Ratownicy górscy z Grupy Krynickiej GOPR uratowali 20 stycznia dwóch mężczyzn, którzy z powodu złych warunków pogodowych utknęli w rejonie Złomistego Wierchu. Ratownicy apelują, aby zimą zachować szczególną ostrożność w górach.

20 stycznia w godzinach wieczornych do schroniska na Przehybie dotarł mężczyzna, który prosił o udzielenie pomocy swoim kolegom. Mieli oni być uwięzieni w rejonie Złomistego Wierchu (masyw górski w Paśmie Radziejowej w Beskidzie Sądeckim, między Wielką Przehybą a Bukowiną). Mężczyźni mieli być wyczerpani i zmarznięci, co utrudniało im zejście z gór. W górach było też sporo śniegu i wiał porywisty wiatr, co utrudniało poruszanie się w tych rejonach. Dyspozytor CSR Krynica skontaktował się z poszkodowanymi, a ci udostępnili mu swoje dokładne położenie dzięki aplikacji Ratunek.

Więcej podobnych informacji znajdziesz na stronie głównej Gazeta.pl.

Zobacz wideo Czy wiesz, jak wzywać pomoc w górach?

Beskid Sądecki. Dwóch turystów utknęło w rejonie Złomistego Wierchu. Uratowali ich ratownicy GOPR

Ratownicy z Piwnicznej i Krynicy jako pierwsi wyruszyli, aby udzielić mężczyznom pomocy. Dotarli na miejsce dzięki samochodom terenowym, skuterom, pojazdom gąsienicowym, a nawet nartom skiturowym. "W międzyczasie o pomoc poproszona została również GP GOPR Sekcja Szczawnica" - informują ratownicy z Grupy Krynickiej GOPR. Po trzech godzinach zespół z Krynicy dotarł do poszkodowanych. Najpierw zostali zabezpieczeni, a następnie po dwóch godzinach trafili do schroniska. Żaden z nich nie wymagał hospitalizacji. Po siedmiu godzinach zakończono całą akcję ratunkową.

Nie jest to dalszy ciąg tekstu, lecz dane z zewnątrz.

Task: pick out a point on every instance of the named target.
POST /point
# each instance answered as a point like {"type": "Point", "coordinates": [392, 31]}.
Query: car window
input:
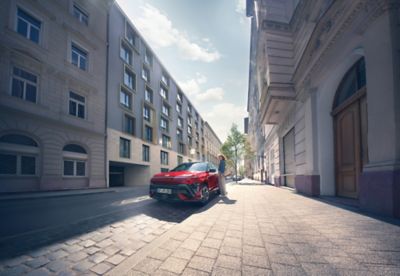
{"type": "Point", "coordinates": [191, 167]}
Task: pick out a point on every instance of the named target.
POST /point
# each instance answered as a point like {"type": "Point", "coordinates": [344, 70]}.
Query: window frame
{"type": "Point", "coordinates": [78, 103]}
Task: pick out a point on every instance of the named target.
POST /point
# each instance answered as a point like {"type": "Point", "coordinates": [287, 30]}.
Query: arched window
{"type": "Point", "coordinates": [74, 161]}
{"type": "Point", "coordinates": [353, 81]}
{"type": "Point", "coordinates": [18, 155]}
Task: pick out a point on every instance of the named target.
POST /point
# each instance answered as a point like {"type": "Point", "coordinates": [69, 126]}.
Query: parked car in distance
{"type": "Point", "coordinates": [192, 181]}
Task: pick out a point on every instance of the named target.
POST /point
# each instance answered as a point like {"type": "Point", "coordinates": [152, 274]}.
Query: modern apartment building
{"type": "Point", "coordinates": [84, 102]}
{"type": "Point", "coordinates": [151, 125]}
{"type": "Point", "coordinates": [52, 94]}
{"type": "Point", "coordinates": [323, 98]}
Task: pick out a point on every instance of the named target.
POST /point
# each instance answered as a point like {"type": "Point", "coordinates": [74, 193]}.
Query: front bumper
{"type": "Point", "coordinates": [179, 192]}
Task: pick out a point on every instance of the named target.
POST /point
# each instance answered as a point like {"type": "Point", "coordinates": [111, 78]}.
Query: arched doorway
{"type": "Point", "coordinates": [350, 130]}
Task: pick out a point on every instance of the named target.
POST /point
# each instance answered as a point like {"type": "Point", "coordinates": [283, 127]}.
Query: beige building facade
{"type": "Point", "coordinates": [52, 95]}
{"type": "Point", "coordinates": [323, 98]}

Ratownicy GOPR apelują o rozwagę w górach

Ratownicy apelują, aby przy obecnych warunkach, jakie panują w górach, zachować szczególną ostrożność. "Życie po raz kolejny pokazuje, iż nie należy lekceważyć nawet mniejszych potocznie nazywanych kapuścianych gór (w ten sposób są często określane góry, nadające się do rekreacyjnych wycieczek, a jednocześnie zdradliwe i wymagające - red.), bo i one potrafią zbierać swoje żniwa. Odpowiednie przygotowanie do wycieczki i wyposażenie zimą to podstawa. A znajomość numerów ratunkowych 601 100 300 oraz aplikacji Ratunek, oraz ich wczesne użycie, mogą uratować życie" - przekazali ratownicy.